Девушки повторяют: «Все те, кто сел в грузовики, были отправлены в газовые камеры. Они убиты, а их тела – сожжены». Я им не верю. Но не могу думать ни о чем другом.
Пол густо усыпан волосами, словно ковром, на котором колышутся длинные ровные локоны: мягкие, волнистые, ранее не знавшие ножниц.
Нас заталкивают в душ. Несколько капель холодной воды. Ровно столько, чтобы смочить кожу. Нет ни мыла, ни полотенец. Мы смотрим друг на друга – обнаженные, с бритыми черепами и лобками, дрожащие, изможденные. Униженные. Ни одна мать не узнала бы собственную дочь. Стоя в очереди на получение одежды, я провожу рукой по своей влажной голове: на ней осталось немного волос. У Марселин, с которой мы вместе ехали из Марселя и которую легко было отличить по рыжей шевелюре, – тоже. Девушки кидают нам в лицо какие-то лохмотья.
Еврейкам запрещено носить полосатые платья: полосатые для нас слишком красивы, они предназначены для политических заключенных; и до сих пор, стоит мне их увидеть, как меня начинает мутить. Неважно, худая ты или толстая, низкая или высокая, – мы хватаем то, что бросают. Мне попадается нечто вроде комбинации, свитера и вязаной юбки.
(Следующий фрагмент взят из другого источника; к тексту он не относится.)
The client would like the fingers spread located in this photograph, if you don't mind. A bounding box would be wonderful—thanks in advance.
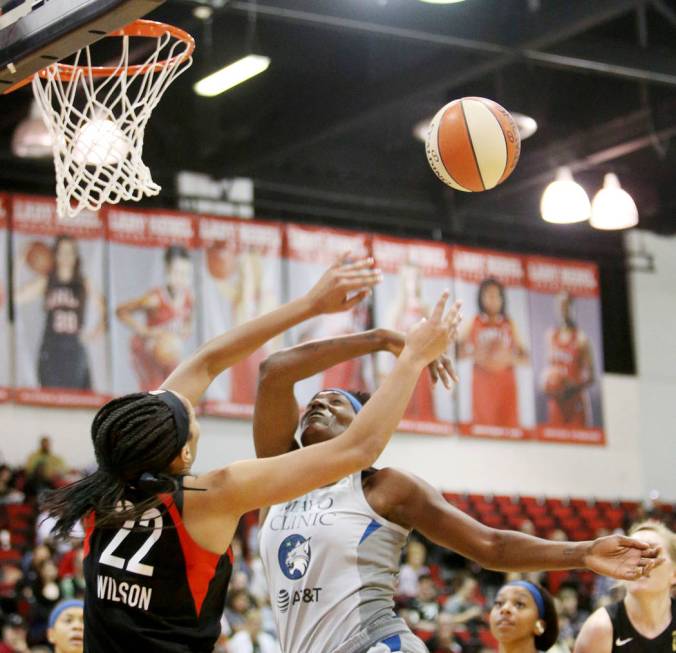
[431,290,450,322]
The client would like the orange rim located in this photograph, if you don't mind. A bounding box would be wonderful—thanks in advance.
[37,19,195,81]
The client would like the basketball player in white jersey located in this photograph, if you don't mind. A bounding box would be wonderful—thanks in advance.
[253,329,663,653]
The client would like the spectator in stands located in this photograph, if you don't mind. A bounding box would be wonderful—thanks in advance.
[426,613,462,653]
[556,583,588,644]
[0,467,24,505]
[24,438,66,495]
[46,600,83,653]
[26,560,63,645]
[574,520,675,653]
[398,539,430,599]
[58,547,84,600]
[489,581,559,653]
[409,574,442,636]
[0,614,28,653]
[443,576,484,626]
[226,609,280,653]
[224,589,253,635]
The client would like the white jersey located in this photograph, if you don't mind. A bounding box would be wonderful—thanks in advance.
[259,472,410,653]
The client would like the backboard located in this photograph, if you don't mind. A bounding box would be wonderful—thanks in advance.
[0,0,165,93]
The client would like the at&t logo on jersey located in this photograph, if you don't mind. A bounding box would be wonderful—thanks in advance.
[276,588,322,614]
[278,534,312,580]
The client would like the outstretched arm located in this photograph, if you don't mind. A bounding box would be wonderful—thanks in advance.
[254,327,458,458]
[163,257,381,405]
[200,293,460,517]
[373,469,662,580]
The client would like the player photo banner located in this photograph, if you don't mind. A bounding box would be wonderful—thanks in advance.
[453,246,534,441]
[11,194,109,407]
[106,207,199,396]
[0,194,10,403]
[372,235,455,435]
[526,256,605,445]
[199,216,283,417]
[285,223,374,409]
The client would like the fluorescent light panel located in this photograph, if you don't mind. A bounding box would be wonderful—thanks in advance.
[194,55,270,97]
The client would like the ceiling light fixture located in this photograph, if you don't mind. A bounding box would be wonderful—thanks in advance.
[540,167,590,224]
[194,54,270,97]
[590,173,638,230]
[418,0,466,4]
[11,100,53,159]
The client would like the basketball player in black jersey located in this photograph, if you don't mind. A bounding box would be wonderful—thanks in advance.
[15,235,105,389]
[41,256,463,653]
[575,520,675,653]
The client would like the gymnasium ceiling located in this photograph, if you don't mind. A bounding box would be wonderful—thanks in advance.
[3,0,676,371]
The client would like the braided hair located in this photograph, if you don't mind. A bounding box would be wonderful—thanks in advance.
[41,393,188,538]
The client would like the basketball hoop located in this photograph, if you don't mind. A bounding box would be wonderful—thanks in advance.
[29,20,195,218]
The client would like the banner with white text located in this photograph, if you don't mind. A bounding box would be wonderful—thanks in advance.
[0,194,10,402]
[453,246,534,440]
[285,224,374,409]
[372,235,455,434]
[106,207,199,395]
[199,216,283,417]
[12,194,109,407]
[526,256,605,445]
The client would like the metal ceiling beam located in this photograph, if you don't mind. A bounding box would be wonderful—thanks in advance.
[226,2,676,85]
[225,0,647,173]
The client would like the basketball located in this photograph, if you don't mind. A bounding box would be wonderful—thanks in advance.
[206,242,235,280]
[25,241,54,275]
[425,97,521,192]
[152,332,183,368]
[543,367,567,396]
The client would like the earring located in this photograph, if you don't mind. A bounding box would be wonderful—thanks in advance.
[535,621,545,635]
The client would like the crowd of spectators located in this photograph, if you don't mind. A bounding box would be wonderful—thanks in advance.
[0,436,673,652]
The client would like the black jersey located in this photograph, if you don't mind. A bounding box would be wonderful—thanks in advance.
[83,487,233,653]
[43,276,86,340]
[606,598,675,652]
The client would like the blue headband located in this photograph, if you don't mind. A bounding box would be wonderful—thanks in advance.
[508,581,545,619]
[48,600,83,628]
[324,388,363,414]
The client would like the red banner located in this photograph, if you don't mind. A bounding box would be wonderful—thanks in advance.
[372,235,454,434]
[526,256,605,445]
[106,207,199,395]
[0,194,10,402]
[199,215,283,417]
[285,224,374,409]
[452,246,534,440]
[12,194,109,407]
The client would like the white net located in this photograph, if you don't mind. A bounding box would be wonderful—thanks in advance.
[31,22,193,218]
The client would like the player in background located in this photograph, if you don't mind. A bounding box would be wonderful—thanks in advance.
[116,245,194,392]
[574,520,675,653]
[457,277,529,427]
[543,292,595,427]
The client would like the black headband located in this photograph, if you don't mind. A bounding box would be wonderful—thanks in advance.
[152,390,191,449]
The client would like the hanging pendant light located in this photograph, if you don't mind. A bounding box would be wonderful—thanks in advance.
[540,167,590,224]
[590,173,638,230]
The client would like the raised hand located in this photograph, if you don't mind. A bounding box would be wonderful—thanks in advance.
[402,292,463,368]
[583,534,664,580]
[304,252,382,316]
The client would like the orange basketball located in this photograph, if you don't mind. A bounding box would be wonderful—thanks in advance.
[153,332,182,368]
[543,367,567,396]
[206,242,235,280]
[425,97,521,192]
[26,241,54,275]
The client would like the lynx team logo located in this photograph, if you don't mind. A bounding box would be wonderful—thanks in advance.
[278,534,312,580]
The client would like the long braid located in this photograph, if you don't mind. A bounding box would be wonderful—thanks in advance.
[41,393,186,539]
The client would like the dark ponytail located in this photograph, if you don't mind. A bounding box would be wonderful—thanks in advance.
[40,393,187,539]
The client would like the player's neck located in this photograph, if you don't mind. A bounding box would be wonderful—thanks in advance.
[625,591,671,634]
[498,639,537,653]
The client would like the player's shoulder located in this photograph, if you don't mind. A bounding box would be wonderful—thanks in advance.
[364,467,419,505]
[574,606,613,653]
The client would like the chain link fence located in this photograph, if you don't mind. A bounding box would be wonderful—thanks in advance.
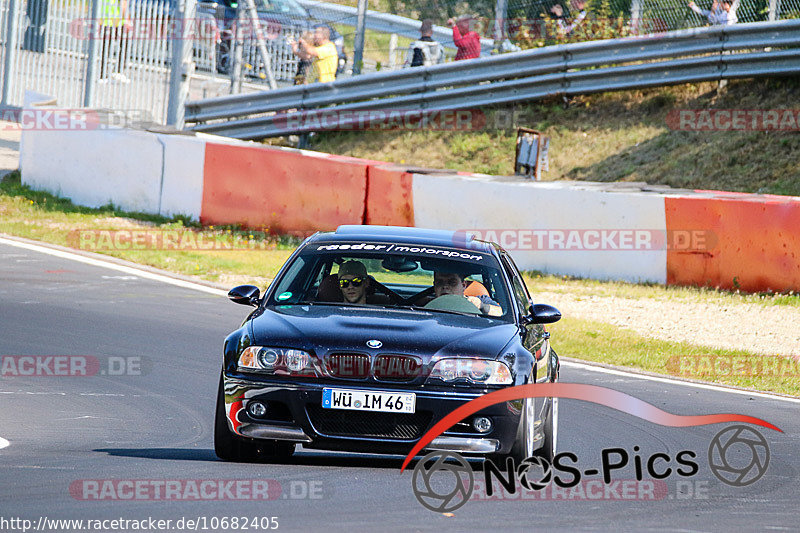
[0,0,795,125]
[286,0,800,76]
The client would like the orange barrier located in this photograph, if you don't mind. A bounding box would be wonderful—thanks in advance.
[364,164,414,227]
[666,195,800,292]
[201,143,368,233]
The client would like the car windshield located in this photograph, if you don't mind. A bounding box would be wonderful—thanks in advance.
[266,242,514,322]
[255,0,308,16]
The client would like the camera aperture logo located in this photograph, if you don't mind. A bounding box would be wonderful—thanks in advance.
[412,452,474,513]
[708,425,770,487]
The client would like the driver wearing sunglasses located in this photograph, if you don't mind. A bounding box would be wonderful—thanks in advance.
[337,260,371,304]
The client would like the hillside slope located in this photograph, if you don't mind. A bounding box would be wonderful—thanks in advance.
[308,77,800,196]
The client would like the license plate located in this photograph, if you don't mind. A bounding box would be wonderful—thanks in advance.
[322,388,416,414]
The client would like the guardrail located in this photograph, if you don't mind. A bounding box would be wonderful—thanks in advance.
[296,0,495,53]
[185,19,800,139]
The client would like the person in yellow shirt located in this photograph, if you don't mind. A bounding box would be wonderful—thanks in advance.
[99,0,131,82]
[292,26,338,83]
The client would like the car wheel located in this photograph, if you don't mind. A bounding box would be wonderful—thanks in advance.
[510,393,537,464]
[214,373,296,462]
[533,397,557,463]
[533,354,559,462]
[214,373,254,461]
[489,375,536,468]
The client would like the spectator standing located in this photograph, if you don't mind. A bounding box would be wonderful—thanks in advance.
[291,26,338,83]
[549,0,588,36]
[688,0,740,25]
[404,19,444,67]
[291,30,315,84]
[99,0,131,82]
[447,16,481,61]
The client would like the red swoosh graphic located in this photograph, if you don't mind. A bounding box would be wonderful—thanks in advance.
[400,383,781,472]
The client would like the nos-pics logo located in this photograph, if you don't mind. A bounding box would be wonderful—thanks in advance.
[412,425,770,513]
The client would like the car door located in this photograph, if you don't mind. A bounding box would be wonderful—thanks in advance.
[499,251,550,428]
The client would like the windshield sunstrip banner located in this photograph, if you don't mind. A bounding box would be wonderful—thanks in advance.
[313,243,487,262]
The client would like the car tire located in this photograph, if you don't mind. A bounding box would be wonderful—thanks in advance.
[509,394,537,464]
[533,397,557,463]
[488,374,536,468]
[214,373,296,462]
[533,352,559,463]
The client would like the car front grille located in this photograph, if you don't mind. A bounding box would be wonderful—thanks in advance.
[373,354,422,382]
[326,353,371,379]
[305,405,432,440]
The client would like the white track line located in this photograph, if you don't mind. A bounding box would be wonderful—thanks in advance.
[0,236,226,296]
[563,360,800,405]
[0,437,9,449]
[3,235,799,405]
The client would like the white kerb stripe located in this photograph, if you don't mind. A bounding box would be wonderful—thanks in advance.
[562,360,800,405]
[0,237,227,297]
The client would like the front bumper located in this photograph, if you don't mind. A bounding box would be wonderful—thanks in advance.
[222,373,522,455]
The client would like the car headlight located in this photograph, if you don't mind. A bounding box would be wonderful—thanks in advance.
[238,346,316,376]
[428,358,512,385]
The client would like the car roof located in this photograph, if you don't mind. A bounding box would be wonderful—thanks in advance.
[307,225,498,255]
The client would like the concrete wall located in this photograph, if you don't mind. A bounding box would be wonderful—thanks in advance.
[19,120,800,292]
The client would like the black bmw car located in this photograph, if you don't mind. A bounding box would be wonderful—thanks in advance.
[215,225,560,464]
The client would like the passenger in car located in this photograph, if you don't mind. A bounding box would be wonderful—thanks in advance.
[432,271,503,316]
[337,260,371,304]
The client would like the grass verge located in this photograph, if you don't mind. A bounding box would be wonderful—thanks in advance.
[549,316,800,396]
[2,171,798,396]
[310,78,800,195]
[0,171,295,288]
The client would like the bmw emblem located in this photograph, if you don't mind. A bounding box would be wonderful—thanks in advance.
[366,339,383,349]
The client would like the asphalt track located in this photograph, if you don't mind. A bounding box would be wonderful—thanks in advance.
[1,237,799,532]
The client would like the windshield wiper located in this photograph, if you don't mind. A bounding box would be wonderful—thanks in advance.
[276,301,363,307]
[387,304,479,317]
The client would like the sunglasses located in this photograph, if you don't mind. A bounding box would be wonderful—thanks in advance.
[339,277,364,288]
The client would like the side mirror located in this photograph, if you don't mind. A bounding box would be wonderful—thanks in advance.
[525,303,561,324]
[228,285,260,306]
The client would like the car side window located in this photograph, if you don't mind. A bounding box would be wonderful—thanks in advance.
[500,254,529,315]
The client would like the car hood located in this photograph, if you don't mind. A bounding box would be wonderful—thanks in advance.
[249,304,517,361]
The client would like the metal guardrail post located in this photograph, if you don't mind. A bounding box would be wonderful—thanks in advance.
[82,0,102,107]
[242,0,276,89]
[167,0,198,127]
[1,0,20,106]
[493,0,507,51]
[631,0,643,35]
[230,1,245,94]
[352,0,367,75]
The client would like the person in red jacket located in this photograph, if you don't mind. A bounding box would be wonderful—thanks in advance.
[447,16,481,60]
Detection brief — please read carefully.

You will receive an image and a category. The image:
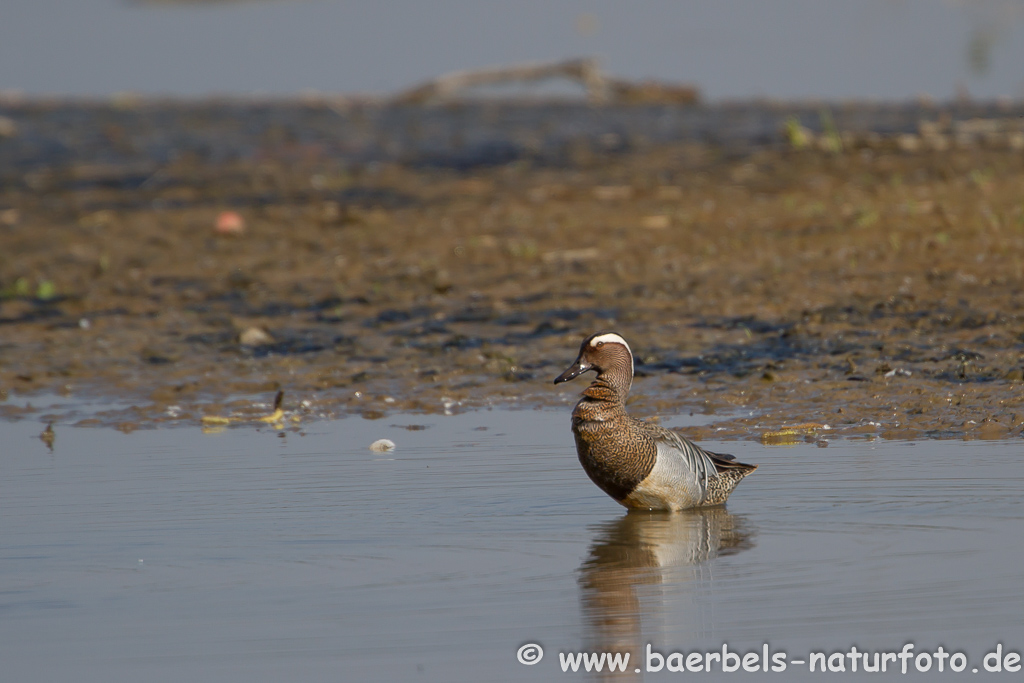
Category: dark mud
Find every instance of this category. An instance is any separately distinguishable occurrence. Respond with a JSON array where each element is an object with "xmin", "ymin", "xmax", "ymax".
[{"xmin": 2, "ymin": 100, "xmax": 1024, "ymax": 440}]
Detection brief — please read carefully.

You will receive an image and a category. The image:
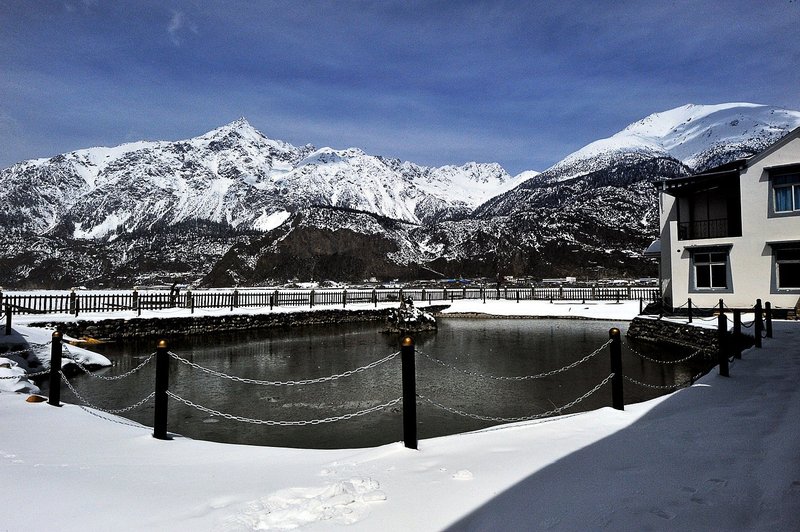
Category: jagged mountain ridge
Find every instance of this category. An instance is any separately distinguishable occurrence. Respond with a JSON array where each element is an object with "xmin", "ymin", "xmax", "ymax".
[
  {"xmin": 0, "ymin": 118, "xmax": 529, "ymax": 239},
  {"xmin": 2, "ymin": 103, "xmax": 800, "ymax": 287}
]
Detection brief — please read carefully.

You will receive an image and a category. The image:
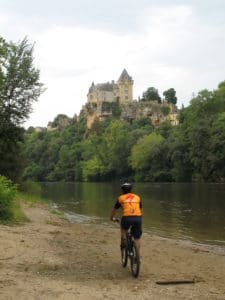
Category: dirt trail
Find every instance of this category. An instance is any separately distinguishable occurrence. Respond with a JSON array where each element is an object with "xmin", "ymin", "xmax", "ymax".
[{"xmin": 0, "ymin": 203, "xmax": 225, "ymax": 299}]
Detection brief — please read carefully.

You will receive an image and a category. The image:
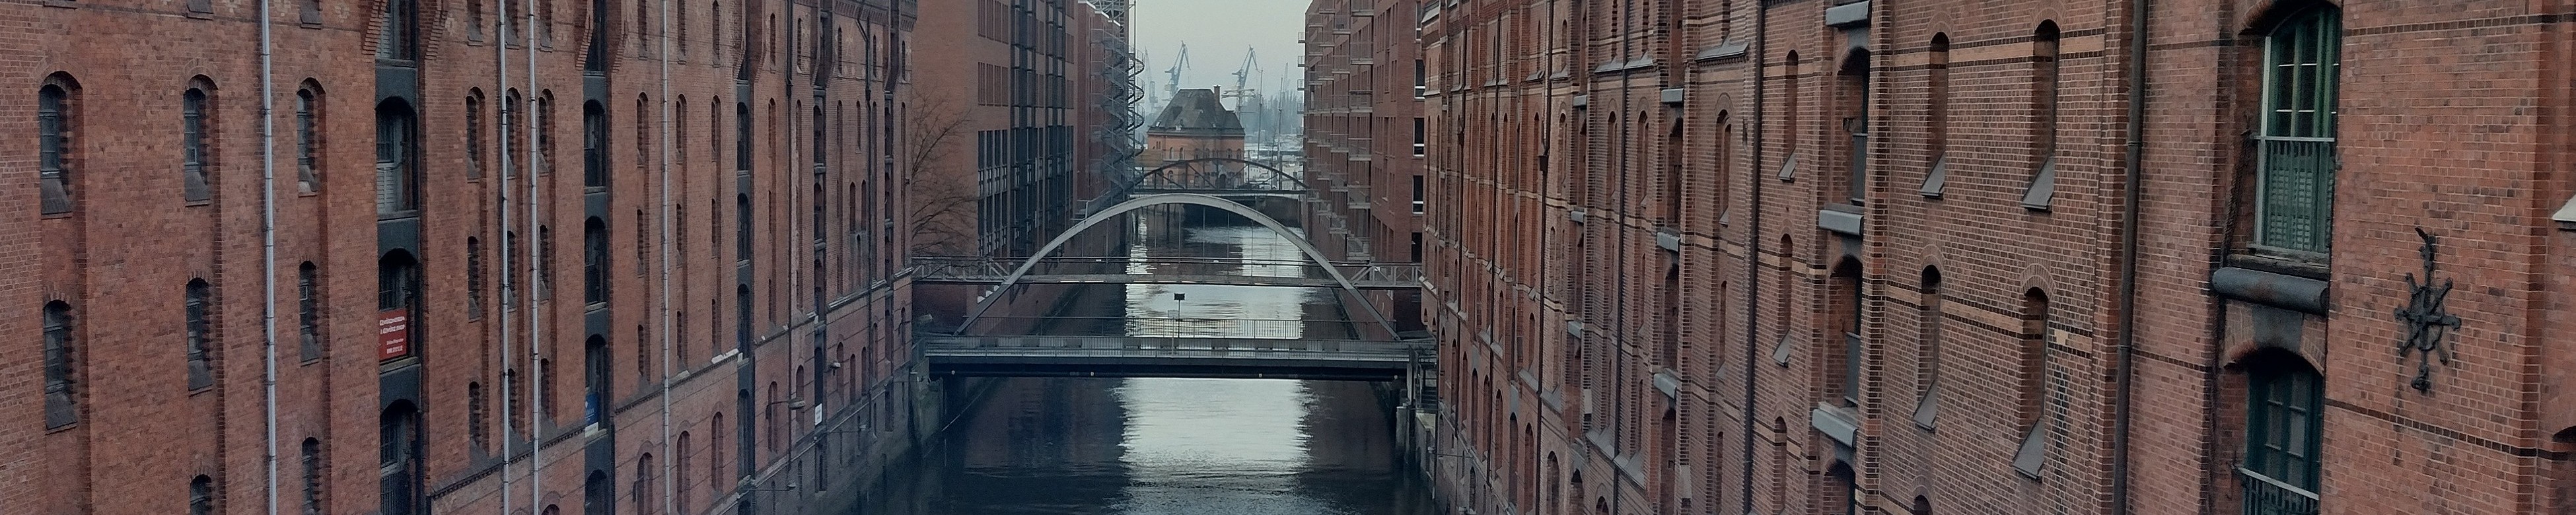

Обувь свою я не помню. Ни носков, ни чулок, ни лифчика, ни трусов. У меня голые ноги, голые ягодицы, я чувствую непристойное прикосновение ткани к коже. После того как я одеваюсь, одна из женщин разворачивает меня и рисует у меня на спине большой крест. Затем уводит вместе с остальными.
Представьте себе.
Огромный барак. Пол – утрамбованная земля, по крайней мере, так мне кажется. Сильный смрад даже при открытых дверях – проветривание не помогает. В бараке женщины, сидя рядом друг с другом на деревянных досках, бок о бок, в несколько рядов, насколько хватает глаз, справляют нужду. Одновременно. Ряд ягодиц. Особенно поражают ягодицы одной женщины, всех цветов сразу: желтого, розового, багрового. Но меня шокирует не столько это, сколько то, что она делает: она мочится на руки и вытирает их о ягодицы.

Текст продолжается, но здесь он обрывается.